By Theresa Sweeney-Smith
I am a legally blind grandma. I was able to see pretty well during the time I raised my son and had my step-sons around but overtime the glaucoma that has inconvenienced me since I was 16 has now taken a majority of my sight. This means that my boys have seen me go through stages of being able to drive and now at 58 years old hanging on to “Pop’s” arm.
I admit that I have very low vision. However, I love my granddaughters in a tremendous way. You see, I have been in early childhood for 27 years. I love kids! I have to be able to take care of my grandchildren and spend one on one time with them in order to develop that special “Grandma” relationship that you do not build with their parents around.
As someone who is people savvy, I understand the questions facing my children from friends and family members when they tell them that I am babysitting. “How can your Mom babysit when she cannot see?”
Well, I love their friends and our family, but I am proving that I am very capable with the help of “Papa.” Yes indeed, I am not a typical grandma and I have to know my limits.

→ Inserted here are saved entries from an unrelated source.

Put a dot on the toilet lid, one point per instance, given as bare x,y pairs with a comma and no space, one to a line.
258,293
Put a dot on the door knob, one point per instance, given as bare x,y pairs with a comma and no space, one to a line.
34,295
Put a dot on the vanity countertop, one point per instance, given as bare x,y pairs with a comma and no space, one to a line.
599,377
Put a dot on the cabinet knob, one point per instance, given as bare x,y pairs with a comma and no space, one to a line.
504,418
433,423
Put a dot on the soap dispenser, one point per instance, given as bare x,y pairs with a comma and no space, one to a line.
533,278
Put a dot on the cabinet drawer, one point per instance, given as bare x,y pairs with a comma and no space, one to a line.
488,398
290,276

However, I utilize my knowledge in early childhood and organizational skills to come up with many techniques to keep the grandchildren happy, safe, well fed, clean and comfortable.
My two oldest granddaughters who are pretty self sufficient are now ages 10 and 13. I have watched them since they were young and both of them know now that Grandma cannot see too well, and even ask if I need help at times. However, when I want to have quality time with them, I invite them to my house where we are all comfortable. They know where things are and, most of the time, they help themselves. I know they like to make bracelets, paint and draw and I have plenty of things available to keep them busy.

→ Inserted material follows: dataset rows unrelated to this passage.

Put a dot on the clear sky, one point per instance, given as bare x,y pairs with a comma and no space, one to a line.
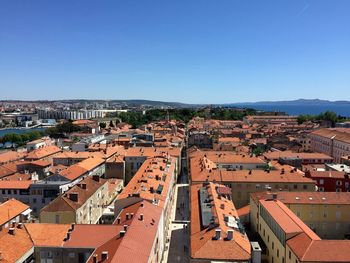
196,51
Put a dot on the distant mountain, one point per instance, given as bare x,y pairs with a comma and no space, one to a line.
299,102
136,102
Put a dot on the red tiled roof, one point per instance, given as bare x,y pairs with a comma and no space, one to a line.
10,209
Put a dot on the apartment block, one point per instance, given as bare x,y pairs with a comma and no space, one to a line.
326,214
216,232
82,204
334,142
288,239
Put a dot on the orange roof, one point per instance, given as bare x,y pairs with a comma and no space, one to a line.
226,157
289,154
203,245
339,134
91,236
7,169
47,235
10,209
64,203
153,152
79,169
154,174
14,247
15,184
132,248
11,156
316,198
43,152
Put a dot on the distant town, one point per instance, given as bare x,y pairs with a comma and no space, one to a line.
141,181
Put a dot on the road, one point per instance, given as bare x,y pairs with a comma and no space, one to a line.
178,247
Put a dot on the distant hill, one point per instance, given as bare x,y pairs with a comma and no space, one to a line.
136,102
299,102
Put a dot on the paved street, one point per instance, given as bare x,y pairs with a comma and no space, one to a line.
178,248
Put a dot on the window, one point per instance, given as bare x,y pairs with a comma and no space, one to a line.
338,214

We know they like to watch movies and make sure the pantry is filled with snacks and popcorn. I listen to their stories and I am truly interested in what is going on in their lives. I am not “blind” at my house. I am just Grandma and we all relax and have fun!
Two of the three youngest live in Wisconsin. I babysit on Wednesday every week. I am a great playmate for my two-year-old. We play with fancy hats; I drink tea she has made with her tea set. We march and clap, I sit with my feet in the water of her kiddie pool and she thinks I am swimming with her. Her sister is 8 months old. I can carry her along when we are playing. She too gets a fancy hat. We play blocks. I sing to her and feed her until she falls asleep. I imitate animal noises. She giggles at me.
My granddaughter in Arizona is 10 months old. She follows me when I crawl away from her and hide. She reaches for me and gives me a hug. We play with toys on a blanket on the floor and she laughs when I laugh, which is pretty often.
I am involved. My granddaughters are close to me. Not everything goes perfectly, even for sighted grandmas. I have come to realize that and it has decreased my expectations and increased my patience and sense of humor.
There are times when the little ones give me a scare. My two-year-old granddaughter put her blanket over her head while I am in the middle of changing her sister’s poopy diaper and she heads for the stairs. When she doesn’t stop, as two-year-olds with a blanket on their head typically don’t, when you call their name, you have to grab her little sister in the condition she is in and run to the stairs only to find out that the two-year-old wandered past the half-wall and the stairs into the office. The two-year-old looks at me and grins from under her blanket. “Hi Nana! You have poopy on your shirt.” I reply with the same grin, “Ahhh. Yes, I do. Don’t put the blanket on your head because I am worried….” The two year old interrupts in a disturbed voice, “You have a LOT of poopy on you, Nana!”
Yes, I am married with children and now blessed to be blind with Grandchildren that I have a relationship with, that love me for who I am and that enjoy building a relationship with me.
As my two-year-old granddaughter tells me when I tell her I am not sure I can do something, “You can, Nana! You can!” She is right. I can.
Theresa Sweeney-Smith lives in Wind Lake Wisconsin with her husband.